United States President Donald Trump said there would be a “big price to pay” for a chemical attack against a besieged rebel-held town in Syria where medical aid groups reported dozens of people were killed by poison gas.
The Syrian state denied government forces had launched any chemical attack and Russia, President Bashar al-Assad’s most powerful ally, called the reports bogus.
A joint statement by the medical relief organization Syrian American Medical Society (SAMS) and the civil defense service, which operates in rebel-held areas, said 49 people had died in the attack late on Saturday in the town of Douma. Others put the toll even higher.
“Many dead, including women and children, in mindless CHEMICAL attack in Syria. Area of atrocity is in lockdown and encircled by Syrian Army, making it completely inaccessible to outside world. President Putin, Russia and Iran are responsible for backing Animal Assad. Big price to pay,” Trump wrote on Twitter.
The Russian Foreign Ministry warned against any military action on the basis of “invented and fabricated excuses”, saying this could lead to severe consequences.
The United States launched a cruise missile strike on a Syrian air base last year in response to a sarin gas attack in northwestern Syria blamed on Assad.
One of Trump’s top homeland security advisers said on Sunday the United States would not rule out launching another missile attack. “I wouldn’t take anything off the table,” White House Homeland Security and Counterterrorism Adviser Thomas Bossert said in an interview on ABC’s “This Week.”
“We are looking into the attack at this point,” he said, adding that the photos of the incident are “horrible.”
In one video shared by activists, the lifeless bodies of around a dozen children, women and men, some of them with foam at the mouth, were seen. “Douma city, April 7 … there is a strong smell here,” a voice can be heard saying.
Reuters could not independently verify the reports.
Douma is in the eastern Ghouta region near Damascus. Assad has won back control of nearly all of eastern Ghouta in a Russian-backed military campaign that began in February, leaving just Douma in rebel hands.
The Ghouta offensive has been one of the deadliest in Syria’s seven-year-long war, killing more than 1,600 civilians, according to the Syrian Observatory for Human Rights.

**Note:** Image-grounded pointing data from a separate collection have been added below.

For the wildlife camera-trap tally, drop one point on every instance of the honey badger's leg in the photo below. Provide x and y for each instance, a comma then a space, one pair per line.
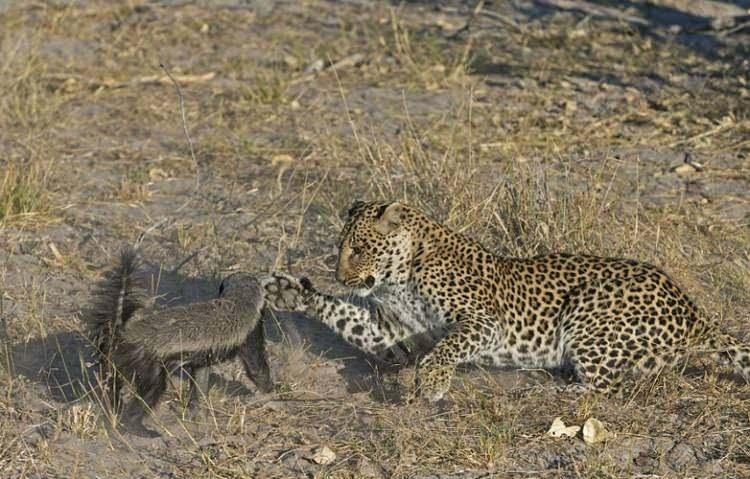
199, 383
252, 353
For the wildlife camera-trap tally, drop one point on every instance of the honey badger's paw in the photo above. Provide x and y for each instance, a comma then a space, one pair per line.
285, 292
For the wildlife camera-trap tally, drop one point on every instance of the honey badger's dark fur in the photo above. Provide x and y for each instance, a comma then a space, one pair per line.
143, 345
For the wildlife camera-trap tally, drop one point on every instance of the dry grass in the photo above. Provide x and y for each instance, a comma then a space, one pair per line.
563, 134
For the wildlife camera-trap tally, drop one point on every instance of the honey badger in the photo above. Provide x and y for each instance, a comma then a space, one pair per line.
143, 345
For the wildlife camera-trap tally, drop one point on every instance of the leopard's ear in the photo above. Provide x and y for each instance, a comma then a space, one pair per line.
389, 217
353, 209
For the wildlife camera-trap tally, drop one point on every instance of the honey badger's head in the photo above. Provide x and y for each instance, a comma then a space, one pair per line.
242, 286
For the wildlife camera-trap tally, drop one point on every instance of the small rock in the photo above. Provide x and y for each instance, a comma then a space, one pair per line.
322, 455
594, 431
685, 169
559, 429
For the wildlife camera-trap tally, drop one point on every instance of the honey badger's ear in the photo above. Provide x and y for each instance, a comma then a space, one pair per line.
353, 209
388, 218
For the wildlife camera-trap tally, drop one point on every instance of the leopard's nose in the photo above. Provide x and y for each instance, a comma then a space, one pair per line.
340, 275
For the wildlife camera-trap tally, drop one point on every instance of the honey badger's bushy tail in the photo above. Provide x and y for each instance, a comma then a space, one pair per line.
727, 347
117, 297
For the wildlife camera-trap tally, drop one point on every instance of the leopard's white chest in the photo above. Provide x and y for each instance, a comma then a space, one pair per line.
413, 312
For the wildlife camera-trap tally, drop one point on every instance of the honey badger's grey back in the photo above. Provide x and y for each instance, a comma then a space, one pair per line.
217, 325
117, 298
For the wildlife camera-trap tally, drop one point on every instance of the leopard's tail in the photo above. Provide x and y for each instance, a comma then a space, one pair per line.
728, 348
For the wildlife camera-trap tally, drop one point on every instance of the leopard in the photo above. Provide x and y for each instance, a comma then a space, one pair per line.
601, 318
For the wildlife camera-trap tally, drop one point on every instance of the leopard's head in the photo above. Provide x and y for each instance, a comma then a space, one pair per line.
375, 246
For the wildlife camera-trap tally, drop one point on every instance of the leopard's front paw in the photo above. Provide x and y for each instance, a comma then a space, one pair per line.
285, 292
432, 383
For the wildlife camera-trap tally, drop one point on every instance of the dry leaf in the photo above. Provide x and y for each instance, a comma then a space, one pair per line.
594, 431
322, 455
559, 429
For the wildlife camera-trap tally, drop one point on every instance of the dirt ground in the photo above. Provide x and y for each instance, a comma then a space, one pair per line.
613, 128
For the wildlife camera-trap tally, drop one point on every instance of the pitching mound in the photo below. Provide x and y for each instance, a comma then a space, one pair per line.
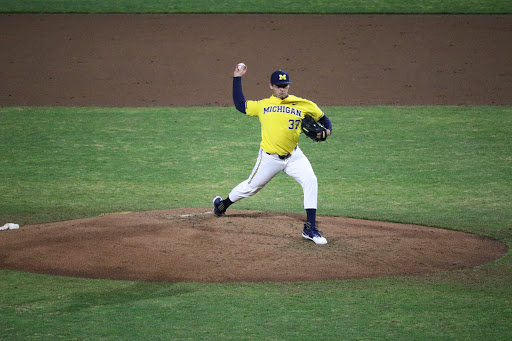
244, 246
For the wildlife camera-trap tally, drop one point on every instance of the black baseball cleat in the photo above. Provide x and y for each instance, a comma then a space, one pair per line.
218, 207
312, 233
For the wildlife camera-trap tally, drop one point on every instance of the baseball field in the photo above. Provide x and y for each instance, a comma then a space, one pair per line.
117, 130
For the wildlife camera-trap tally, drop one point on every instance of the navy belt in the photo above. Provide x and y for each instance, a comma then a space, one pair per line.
282, 157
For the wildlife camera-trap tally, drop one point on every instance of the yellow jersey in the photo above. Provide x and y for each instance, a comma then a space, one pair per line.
280, 121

Facing military defeat, rebel groups in other parts of eastern Ghouta have taken safe passage to other opposition-held areas at the Turkish border. Until now, Jaish al-Islam has rejected that option, demanding it be allowed to stay in Douma.
Syrian state media said on Sunday a deal had been struck under which Jaish al-Islam would finally leave for the town of Jarablus after saying the group had asked for negotiations.